As we’ve said before the people who most fear a legitimate (semi) libertarian movement within the GOP are the old big government Republicans, it’s not liberals. (At least not yet.)
There is a cadre of Washington DC neocons who are running around with their hair on fire right now because of the warm response Rand Paul continues to get from the public. The establishment, the consultants, the big military, the “deficits don’t matter” crowd feel right now that they have been outmaneuvered by Paul. And they can’t believe it.Of course there is a long way to go before even the primaries start. People like Ramesh Ponnuru will have plenty of time to make their case for Jeb Bush or, well, I guess Jeb Bush. Perhaps the country will turn and embrace yet another big government Republican. (Not to mention yet another Bush.) But I think that is an increasingly tall order.

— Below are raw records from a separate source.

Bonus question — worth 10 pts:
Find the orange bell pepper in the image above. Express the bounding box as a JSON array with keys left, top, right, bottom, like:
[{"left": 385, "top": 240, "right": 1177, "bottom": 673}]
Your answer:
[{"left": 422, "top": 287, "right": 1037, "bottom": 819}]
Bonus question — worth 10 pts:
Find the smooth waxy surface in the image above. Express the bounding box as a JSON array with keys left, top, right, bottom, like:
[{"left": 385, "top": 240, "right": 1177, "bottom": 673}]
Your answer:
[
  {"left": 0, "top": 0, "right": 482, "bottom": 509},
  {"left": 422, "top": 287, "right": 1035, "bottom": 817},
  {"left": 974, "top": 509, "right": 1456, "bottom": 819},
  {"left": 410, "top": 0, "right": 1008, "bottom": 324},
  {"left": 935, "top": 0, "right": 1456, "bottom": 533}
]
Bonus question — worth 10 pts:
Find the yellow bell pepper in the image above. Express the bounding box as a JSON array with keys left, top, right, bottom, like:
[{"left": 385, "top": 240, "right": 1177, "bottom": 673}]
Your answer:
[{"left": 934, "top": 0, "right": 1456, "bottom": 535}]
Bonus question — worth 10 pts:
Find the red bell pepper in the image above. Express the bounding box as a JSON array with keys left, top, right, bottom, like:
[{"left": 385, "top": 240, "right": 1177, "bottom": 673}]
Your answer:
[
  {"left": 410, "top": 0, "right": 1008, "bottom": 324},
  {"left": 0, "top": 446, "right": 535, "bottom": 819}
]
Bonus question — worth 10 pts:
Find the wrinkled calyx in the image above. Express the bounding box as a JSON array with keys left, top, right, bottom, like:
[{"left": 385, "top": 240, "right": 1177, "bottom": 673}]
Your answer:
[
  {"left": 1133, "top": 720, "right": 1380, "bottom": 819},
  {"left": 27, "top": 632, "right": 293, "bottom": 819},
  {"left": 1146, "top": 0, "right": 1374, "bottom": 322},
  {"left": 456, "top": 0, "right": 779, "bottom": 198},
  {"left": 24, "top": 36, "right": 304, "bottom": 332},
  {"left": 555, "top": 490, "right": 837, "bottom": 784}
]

Rand Paul really isn’t a libertarian. He has strong libertarian tendencies, but he has some serious conservative tendencies as well. This is actually where I think the great swathe of suburban, more or less Republican voters are. They are sick of the endless wars. They want taxes simplified and reduced. They want to be left alone in their private lives. They are not interested in regulating the private lives of others. And by and large Republicans are not terribly fond of GW Bush who is seen by many as a spendthrift and an unwise executive.
Ponnuru and his friends at AEI probably see the GW Bush years in a different light however.
(From AEI.org)
The second is that Republicans don’t believe that they need to move in his direction on these issues to win elections. Most of them think a relatively muscular stance on foreign policy is an asset, not a liability. On some of Paul’s other issues — drugs, surveillance, criminal-justice reform — moving in his direction might help the party, but only a little. In other words, Republicans don’t think their positions on these issues are in need of much change. Democrats were in a different position when Clinton ran as an opponent of liberal orthodoxy on welfare: That orthodoxy had hurt Democrats badly, and a lot of them knew it.
If Ponnuru really believes that “Republicans” don’t realize that they need to move from old positions on open ended war, marijuana, surveillance, and criminal justice reform to win – all code for the reassertion of our God given rights under the Constitution – then he’s simply behind the curve. This is not 2012. Many people have woken up in “conservative” ranks. Perhaps Mr. Ponnuru has been spending too much time in Washington.
Am I saying that there are throngs of GOPers joining NORML or that rank and file Republicans are ready to sign the “non-aggression pledge”? By no means. But a good number within the GOP, outside of Washington actually want a SMALLER GOVERNMENT. This is something Ponnuru and the other big government “conservatives” in DC do not want. It means an end to their time on the center stage.
Sounds good to me.
2 comments:
Jeb Bush scares me. Paul scares me more, not because he isn't better than Bush but because he asires to be Bush.
Freedom has always been an attractive platform. The great problem with selling it electorally is the special-interest dynamic: the prospect of losing one’s special subsidy, privilege, or exemption tends to weigh much heavier in the electorate’s decision making.
Here in New York the problems include subsidies for dairy farmers. Tell a dairy farmer that you favor the elimination of federal subsidies and his fear is that he’ll lose his, but no one else will -- in other words, that he’ll be paying for subsidies for others but receiving nothing himself.
Freedom’s electoral “potential well” is steep precisely because each voter fears that everyone else has more lobbying clout than he does. Russell Baker, a liberal, wrote about this forty years ago in the context of the income tax. Should it be simpler? Sure – but don’t take away my deductions! And thus be it ever, where formerly free men shall stand.